Наверное, уже тогда я плотно сидел на этом дерьме. Я имею ввиду на таблетках, а не на любви. Не помню точно, сколько я сидел на них, должно быть, сколько себя знаю и помню. Это ведь просто мое тело, гораздо страшнее знать, что на любви я сижу примерно столько же. И на небе тогда сразу не красно-желтое варево и сотканная кольчуга из проводов, а такая легкая прозрачная паутинка с росой на ней, в коей отражается этот странный фиолетовый мир. А еще мне, кроме фиолетового, нравится Queen. И совсем неважно, кто там был пидором или не был, если эта музыка помогает мне спать. Совсем теряю суть беседы, да?
Сегодня мне надо встретиться с барыгой, прямо необходимо, жуть, как нужно. Тогда я встаю с кровати и задвигаю ее в стену. Моя кровать, знаете, она как огромный ящик в стене-шкафу. Я иногда, даже когда лежу, сам задвигаюсь внутрь, если совсем невыносимо.

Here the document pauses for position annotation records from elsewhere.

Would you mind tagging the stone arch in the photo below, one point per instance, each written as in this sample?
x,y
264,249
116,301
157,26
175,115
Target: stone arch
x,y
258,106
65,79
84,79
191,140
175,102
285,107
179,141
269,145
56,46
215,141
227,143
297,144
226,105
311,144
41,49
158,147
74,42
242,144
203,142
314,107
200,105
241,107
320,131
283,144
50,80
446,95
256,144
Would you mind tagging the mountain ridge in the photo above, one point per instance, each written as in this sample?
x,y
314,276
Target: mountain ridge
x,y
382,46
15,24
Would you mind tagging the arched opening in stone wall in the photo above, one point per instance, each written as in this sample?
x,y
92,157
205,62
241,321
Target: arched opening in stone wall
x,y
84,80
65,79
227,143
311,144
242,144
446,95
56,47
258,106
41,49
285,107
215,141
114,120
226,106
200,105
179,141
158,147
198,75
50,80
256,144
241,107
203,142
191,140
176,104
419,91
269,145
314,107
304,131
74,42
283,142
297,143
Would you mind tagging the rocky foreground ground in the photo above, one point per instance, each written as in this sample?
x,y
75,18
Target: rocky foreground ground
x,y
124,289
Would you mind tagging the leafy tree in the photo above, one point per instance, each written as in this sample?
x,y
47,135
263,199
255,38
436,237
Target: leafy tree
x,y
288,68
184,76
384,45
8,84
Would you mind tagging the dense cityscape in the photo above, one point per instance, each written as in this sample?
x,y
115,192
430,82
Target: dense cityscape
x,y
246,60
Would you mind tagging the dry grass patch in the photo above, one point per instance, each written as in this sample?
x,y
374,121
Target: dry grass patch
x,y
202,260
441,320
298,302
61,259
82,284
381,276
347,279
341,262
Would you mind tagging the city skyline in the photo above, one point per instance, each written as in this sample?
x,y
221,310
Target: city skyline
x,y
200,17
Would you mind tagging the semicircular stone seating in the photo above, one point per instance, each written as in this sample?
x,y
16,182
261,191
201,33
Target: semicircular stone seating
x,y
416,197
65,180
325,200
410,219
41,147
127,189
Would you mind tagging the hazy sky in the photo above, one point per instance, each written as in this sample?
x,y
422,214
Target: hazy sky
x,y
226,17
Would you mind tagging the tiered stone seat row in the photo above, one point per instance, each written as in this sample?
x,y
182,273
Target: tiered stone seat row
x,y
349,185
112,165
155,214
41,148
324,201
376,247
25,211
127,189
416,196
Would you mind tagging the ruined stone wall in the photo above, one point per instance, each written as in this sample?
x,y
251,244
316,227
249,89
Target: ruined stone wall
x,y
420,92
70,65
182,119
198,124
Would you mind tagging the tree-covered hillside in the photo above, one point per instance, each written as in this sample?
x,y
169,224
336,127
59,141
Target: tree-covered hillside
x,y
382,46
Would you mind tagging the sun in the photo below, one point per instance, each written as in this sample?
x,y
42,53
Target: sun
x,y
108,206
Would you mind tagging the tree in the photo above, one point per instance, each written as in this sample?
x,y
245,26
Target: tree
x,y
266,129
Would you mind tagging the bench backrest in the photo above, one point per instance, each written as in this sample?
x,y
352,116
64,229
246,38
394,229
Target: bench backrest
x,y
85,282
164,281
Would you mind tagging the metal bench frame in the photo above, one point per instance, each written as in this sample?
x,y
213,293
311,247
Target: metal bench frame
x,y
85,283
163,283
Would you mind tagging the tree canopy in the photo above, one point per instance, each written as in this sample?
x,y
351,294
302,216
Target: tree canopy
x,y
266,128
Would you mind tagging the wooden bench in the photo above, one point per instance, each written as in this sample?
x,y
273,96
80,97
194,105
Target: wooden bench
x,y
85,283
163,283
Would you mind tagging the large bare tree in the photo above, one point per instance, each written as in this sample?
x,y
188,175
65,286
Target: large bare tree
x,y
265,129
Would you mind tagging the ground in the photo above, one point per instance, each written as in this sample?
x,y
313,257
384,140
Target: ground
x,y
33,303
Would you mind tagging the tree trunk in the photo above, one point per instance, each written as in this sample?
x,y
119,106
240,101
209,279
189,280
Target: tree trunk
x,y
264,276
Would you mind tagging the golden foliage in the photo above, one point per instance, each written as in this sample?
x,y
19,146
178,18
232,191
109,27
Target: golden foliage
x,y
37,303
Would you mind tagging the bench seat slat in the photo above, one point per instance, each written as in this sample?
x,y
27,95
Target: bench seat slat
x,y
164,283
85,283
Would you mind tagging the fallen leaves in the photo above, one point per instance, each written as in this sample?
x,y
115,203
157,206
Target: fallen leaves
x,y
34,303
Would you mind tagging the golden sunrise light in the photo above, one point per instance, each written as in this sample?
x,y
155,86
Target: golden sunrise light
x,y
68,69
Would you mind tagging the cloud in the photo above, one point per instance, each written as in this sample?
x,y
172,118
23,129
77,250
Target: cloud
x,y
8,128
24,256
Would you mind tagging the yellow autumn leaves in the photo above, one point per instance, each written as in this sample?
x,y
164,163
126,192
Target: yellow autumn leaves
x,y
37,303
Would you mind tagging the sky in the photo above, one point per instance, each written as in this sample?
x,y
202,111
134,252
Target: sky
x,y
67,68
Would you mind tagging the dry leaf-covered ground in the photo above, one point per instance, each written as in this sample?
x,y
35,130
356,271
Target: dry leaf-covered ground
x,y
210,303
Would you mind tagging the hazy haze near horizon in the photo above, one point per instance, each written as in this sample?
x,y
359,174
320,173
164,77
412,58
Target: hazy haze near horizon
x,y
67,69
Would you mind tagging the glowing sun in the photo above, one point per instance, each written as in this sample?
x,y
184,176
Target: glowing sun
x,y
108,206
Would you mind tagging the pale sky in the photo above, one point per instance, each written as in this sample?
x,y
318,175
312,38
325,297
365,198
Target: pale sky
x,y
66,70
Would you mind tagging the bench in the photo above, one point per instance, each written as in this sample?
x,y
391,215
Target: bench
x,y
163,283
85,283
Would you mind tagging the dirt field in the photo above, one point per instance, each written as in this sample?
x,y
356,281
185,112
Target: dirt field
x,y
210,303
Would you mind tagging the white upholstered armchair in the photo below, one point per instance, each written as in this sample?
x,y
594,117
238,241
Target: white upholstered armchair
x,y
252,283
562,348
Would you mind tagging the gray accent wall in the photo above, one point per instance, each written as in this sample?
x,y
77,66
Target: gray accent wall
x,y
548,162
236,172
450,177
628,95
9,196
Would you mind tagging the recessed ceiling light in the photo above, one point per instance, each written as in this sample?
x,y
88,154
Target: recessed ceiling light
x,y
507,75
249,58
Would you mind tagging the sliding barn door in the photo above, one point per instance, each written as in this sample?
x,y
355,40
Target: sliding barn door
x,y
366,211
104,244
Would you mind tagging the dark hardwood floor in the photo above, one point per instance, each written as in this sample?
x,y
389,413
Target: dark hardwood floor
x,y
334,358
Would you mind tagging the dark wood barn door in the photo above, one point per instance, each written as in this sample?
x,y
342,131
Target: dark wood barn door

Потому что казаться маленьким для самого себя и даже для комнаты – это круто. И потому что круто, когда вещи внутри тебя, и ты внутри вещей. Но, если честно, я бы не хотел «геморы», как у героев Паланика. Я надел тельник и потер разболевшиеся виски. На мокром подоконнике стоял ингалятор, который мне необходим по ночам, если я забываю открыть окно. Астма, знаете ли. Не уверен, что он мне только для этого нужен, ну и все равно. Плевать, сейчас мне нужна доза. Все какое-то невыносимое и идиотское вокруг, когда я не под кайфом. В моей комнате стоит клетка с моим крысенком, которого я назвал Кошаком, а еще у меня укулеле есть. Я не помню как, но разбил его об стену, отчего гриф отлетел, и порвались нейлоновые струны. А на черных обоях у меня нарисован большой желтый круг, чтобы я казался мелочью снова, несмотря на то, что моя комната была, словно у Раскольникова – «размером со шкаф», понимаете? Она была огромной, на самом деле, я пытался ее такой сделать, просто утаить от реальности правду, потому что правда мне не нравится, а наркотики нравятся. Потому что это неправда. Считается ли, что ты, осознанно обманывая себя, зная прекрасно о правде, но не прибегая к ней, самый настоящий лжец самому себе? Потому что я каждый день делаю вид, словно у меня впереди целая жизнь, хотя на самом деле, мне осталось максимум года три. Устраивает ли меня это? Мне замечательно жить с мыслью, что я об этом не знаю.